On Feb 28, 2014, at 9:16 AM, Danny Auble <[email protected]> wrote:
>
>
> On 02/28/2014 09:13 AM, L. Shawn Matott wrote:
>>
>> Danny,
>>
>> That's good to know. Which of the steps causes the loss of functionality
>> (rankfile, ssh as plm, or mpirun instead of srun)?
> Yes :). Primarily mpirun instead of srun though.
>>
>> --- Shawn
>>
>> -----Original Message----- From: Danny Auble
>> Sent: Friday, February 28, 2014 12:09 PM
>> To: slurm-dev
>> Subject: [slurm-dev] Re: openmpi misbehaves when started under slurm
>>
>>
>> Just a notice to those attempting to run this way, Slurm will not be
>> able to monitor the step or keep accounting or enforce memory limits
>> when running this way.
Just to clarify - this isn't precisely true. What happens is that mpirun uses
srun to launch its own set of daemons. Those daemons do indeed appear within
the Slurm context, and so they and all their children (i.e., your app procs)

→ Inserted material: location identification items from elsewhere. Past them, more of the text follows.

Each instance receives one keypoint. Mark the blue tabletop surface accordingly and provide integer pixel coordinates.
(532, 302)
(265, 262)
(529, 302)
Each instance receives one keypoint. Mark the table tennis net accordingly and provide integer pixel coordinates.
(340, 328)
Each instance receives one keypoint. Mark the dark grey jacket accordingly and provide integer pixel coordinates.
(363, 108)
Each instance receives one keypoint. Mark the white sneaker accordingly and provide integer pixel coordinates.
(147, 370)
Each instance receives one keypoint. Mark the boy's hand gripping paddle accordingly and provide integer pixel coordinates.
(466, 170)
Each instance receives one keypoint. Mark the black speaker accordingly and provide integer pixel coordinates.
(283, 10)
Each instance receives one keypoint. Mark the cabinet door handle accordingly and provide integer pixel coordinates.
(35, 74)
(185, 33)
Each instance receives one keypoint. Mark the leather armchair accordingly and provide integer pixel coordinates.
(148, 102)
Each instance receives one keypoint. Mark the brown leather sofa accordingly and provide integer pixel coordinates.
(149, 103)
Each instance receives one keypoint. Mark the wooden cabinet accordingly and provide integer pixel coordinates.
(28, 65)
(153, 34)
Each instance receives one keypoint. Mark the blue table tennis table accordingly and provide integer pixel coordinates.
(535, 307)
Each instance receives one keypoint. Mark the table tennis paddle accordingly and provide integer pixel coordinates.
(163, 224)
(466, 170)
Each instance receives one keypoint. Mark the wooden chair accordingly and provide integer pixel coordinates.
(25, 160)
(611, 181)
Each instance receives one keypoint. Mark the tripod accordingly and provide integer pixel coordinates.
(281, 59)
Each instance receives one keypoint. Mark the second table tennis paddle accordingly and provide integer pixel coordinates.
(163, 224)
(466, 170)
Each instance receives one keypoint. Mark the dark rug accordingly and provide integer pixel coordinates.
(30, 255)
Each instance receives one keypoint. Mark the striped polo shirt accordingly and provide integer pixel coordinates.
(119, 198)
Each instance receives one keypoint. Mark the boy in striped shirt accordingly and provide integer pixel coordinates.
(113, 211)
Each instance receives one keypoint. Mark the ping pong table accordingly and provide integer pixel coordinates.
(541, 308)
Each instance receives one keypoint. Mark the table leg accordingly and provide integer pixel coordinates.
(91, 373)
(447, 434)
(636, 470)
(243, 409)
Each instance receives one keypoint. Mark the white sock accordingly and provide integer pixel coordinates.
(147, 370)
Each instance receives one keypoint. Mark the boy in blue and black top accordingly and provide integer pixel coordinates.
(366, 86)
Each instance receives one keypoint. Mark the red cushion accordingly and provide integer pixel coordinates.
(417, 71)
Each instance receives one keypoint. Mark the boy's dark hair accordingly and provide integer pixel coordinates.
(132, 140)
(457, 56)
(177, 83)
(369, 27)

are covered by Slurm's accounting and memory limits. However, those functions
appear only at the *aggregate* level - i.e., to Slurm only one process is
running, and so the accounting is done at the aggregated level, and memory
limits apply to the aggregate.
>>
>> On 02/28/2014 09:01 AM, L. Shawn Matott wrote:
>>>
>>> On our cluster we use SLURM v2.6.3 with cpusets enabled. We sometimes see
>>> problems with openmpi and incorrect cpu pinning. As a workaround we use the
>>> following bit of bash code to manually assemble an openmpi rankfile, switch
>>> from slurm to ssh as the process launch module, and finally launch using
>>> mpirun instead of srun. Hope this is helpful to someone.....
>>>
>>> ----
>>> L. Shawn Matott, PhD
>>> Computational Scientist
>>> University at Buffalo,
>>> Center for Computational Research
>>> 701 Ellicott Street, Buffalo, New York 14203
>>>
>>> #
>>> ================================================================================================
>>>
>>> # create rank file to explicitly bind cores
>>> echo "creating hostfile and rankfile"
>>> uid=`id -u`
>>> jid=$SLURM_JOB_ID
>>> nodes=`nodeset -e $SLURM_NODELIST`
>>>
>>> # trigger creation of cpuset information and save to working dir
>>> srun bash -c "cat /cgroup/cpuset/slurm/uid_${uid}/job_${jid}/cpuset.cpus >
>>> cpus.\`hostname\`.$SLURM_JOB_ID"
>>>
>>> RANKFILE=rankfile.$$
>>> NODEFILE=nodefile.$$
>>>
>>> rm -f $RANKFILE
>>> rm -f $NODEFILE
>>> rank=0
>>> for i in ${nodes}; do
>>> # extract space-separated list of assigned cpus
>>> cpus=`cat cpus.${i}.${SLURM_JOB_ID}`
>>> cpus=`nodeset -Re $cpus`
>>> # add cpu assignments to the rank file
>>> for j in ${cpus}; do
>>> echo "rank ${rank}=$i slot=$j" >> $RANKFILE
>>> echo "$i" >> $NODEFILE
>>> rank=`expr $rank + 1`
>>> if [ "$rank" == "$SLURM_NPROCS" ]; then
>>> break;
>>> fi
>>> done
>>> if [ "$rank" == "$SLURM_NPROCS" ]; then
>>> break;
>>> fi
>>> done
>>>
>>> # use ssh instead of slurm as the launcher
>>> # the rankfile that was just created will ensure cpusets are still honored.
>>> export OMPI_MCA_plm=rsh
>>>
>>> # launch application using mpirun
>>> echo "Launching application using mpirun"
>>> mpirun \
>>> -h $NODEFILE \
>>> --rankfile $RANKFILE \
>>> --prefix $OMPI \
>>> --n $SLURM_NPROCS \
>>> --display-map \
>>> --verbose $EXE $ARGS
>>> #
>>> ================================================================================================
>>>